Introduction: IgA nephropathy (Berger’s disease) is a primary glomerulonephritis characterized by mesangial deposition of IgA immune complexes. While it commonly presents with microscopic or gross haematuria, ocular findings as the initial manifestation are rare. Malignant hypertension, a severe complication of renal parenchymal disease, can lead to vision-threatening ocular changes such as optic disc edema, macular edema, and hypertensive choroidopathy. Early ophthalmic recognition can therefore play a pivotal role in uncovering the underlying systemic disorder. Case Presentation: A 19-year-old female presented with diminution of vision of both eyes, swelling and subconjunctival haemorrhage of the right eye for a period of two months. Ophthalmic examination revealed bilateral optic disc edema, macular edema, multiple dot blot and flame shaped haemorrhages, widespread soft exudates and a temporal choroidal detachment in the right eye, suggestive of hypertensive retinopathy and choroidopathy. Systemic evaluation revealed severe hypertension (200/130 mmHg) and laboratory findings of proteinuria, microscopic hematuria, and elevated serum creatinine. Renal biopsy confirmed IgA nephropathy with mesangial IgA deposition. The patient was started on antihypertensive and immunosuppressive therapy. On follow-up, the right eye developed a macular star pattern with visual improvement. Conclusion: This case highlights a rare primary presentation of IgA nephropathy manifesting initially with ocular findings secondary to malignant hypertension. Fundus examination served as a critical diagnostic clue, leading to early identification of renal disease. Prompt multidisciplinary management is essential to prevent irreversible visual loss and systemic complications.

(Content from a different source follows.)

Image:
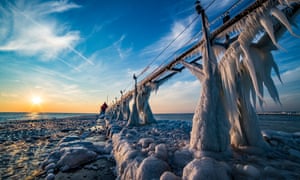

引言： IgA肾病（IgA nephropathy，又称Berger病）是一类以IgA免疫复合物系膜沉积为特征的原发性肾小球肾炎。该病多以镜下或肉眼血尿为首发表现，但以眼部体征为初始临床表现的情况较为罕见。恶性高血压作为肾实质性疾病的严重并发症，可引发威胁视力的眼部病变，包括视盘水肿、黄斑水肿及高血压性脉络膜病变。因此，早期识别此类眼部表现，对于排查潜在的全身系统性疾病具有关键作用。 病例报告： 一名19岁女性患者，因双眼视力下降、右眼肿胀伴结膜下出血就诊，病程达2个月。眼科检查显示双侧视盘水肿、黄斑水肿，右眼可见多发点片状及火焰状出血、广泛软性渗出，以及颞侧脉络膜脱离，符合高血压性视网膜病变及脉络膜病变的临床特征。全身评估提示患者存在重度高血压（200/130 mmHg），实验室检查结果显示蛋白尿、镜下血尿及血清肌酐水平升高。肾活检（renal biopsy）证实为IgA肾病，伴系膜区IgA沉积。随后患者接受了降压及免疫抑制治疗。随访期间，右眼出现黄斑星芒状改变，视力较前改善。 结论： 本病例报告展示了一例以恶性高血压继发眼部表现为首发症状的罕见原发性IgA肾病。眼底检查（fundus examination）作为关键诊断线索，帮助临床早期明确了肾脏疾病的诊断。及时开展多学科诊疗对于预防不可逆视力丧失及全身并发症至关重要。